Installation of Acts of Small Repair, May 2026

My work explores memory, loss, and the traces we leave behind. Through painting, collage, thread, smoke, and fragmented language, I create surfaces that feel excavated rather than constructed—objects that carry evidence of time, use, and transformation.

Working intuitively, I build and disrupt each piece through layering, burning, stitching, covering, and revealing. Fragments of text, marks, and symbols emerge and disappear, functioning less as fixed messages than as remnants of experience. The work exists in the space between what can be recovered and what remains unknowable.

The loss of my son profoundly altered my relationship to materials and process. Acts of burning, mending, and reconstruction became ways of thinking through absence, memory, and continuity. Rather than illustrating personal narrative, the work reflects on how experience is carried in objects, surfaces, and accumulated traces.

Whether in paintings, works on paper, or sculptural wall pieces, I am interested in the intersection of fragility and resilience. Torn edges, stitched seams, smoke stains, and layered surfaces suggest artifacts that have endured change. These works invite viewers to consider what is preserved, what is lost, and how meaning shifts over time.

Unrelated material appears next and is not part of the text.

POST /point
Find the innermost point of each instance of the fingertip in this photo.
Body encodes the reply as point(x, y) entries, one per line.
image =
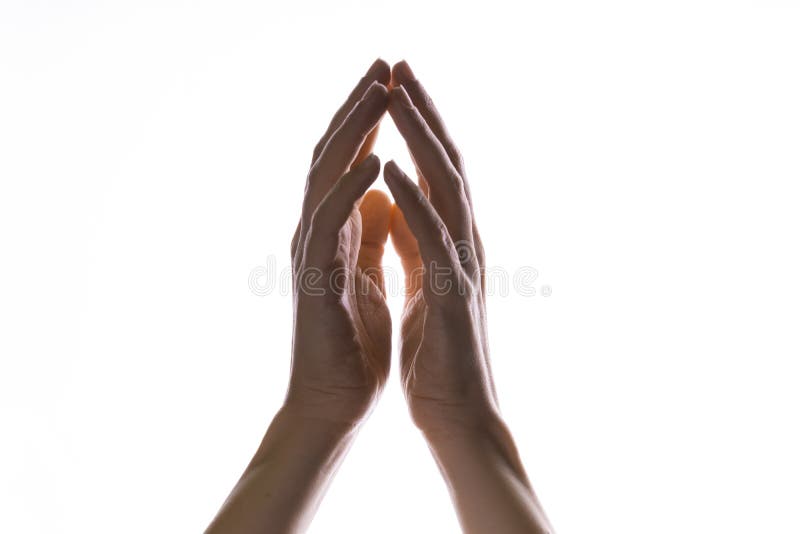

Ultimately, my practice is an act of discovery. By allowing materials to record their own history, I seek to create work that feels both deeply personal and universally resonant—where memory remains fluid, and every surface holds the possibility of revelation.

Biography

Lisa Pressman is a visual artist and educator whose abstract paintings explore memory, materiality, and transformation. Based in New Jersey, she works across encaustic, oil, cold wax, and mixed media, layering and manipulating surfaces through scraping, burning, stitching, and mark-making. These tactile processes reflect an ongoing engagement with themes of impermanence, grief, and the passage of time. Pressman's compositions often feature luminous color relationships, gestural energy, and excavated textures that evoke both ancient manuscripts and contemporary artifacts.

Her work invites close observation, revealing traces of language, symbolic marks, and richly worked surfaces that suggest both presence and absence. Since the loss of her son in 2019, her material choices and rituals—burning, sewing, layering—have become deeply connected to mourning and memory. Each piece becomes a meditation on what remains, where discovery unfolds through process and perception.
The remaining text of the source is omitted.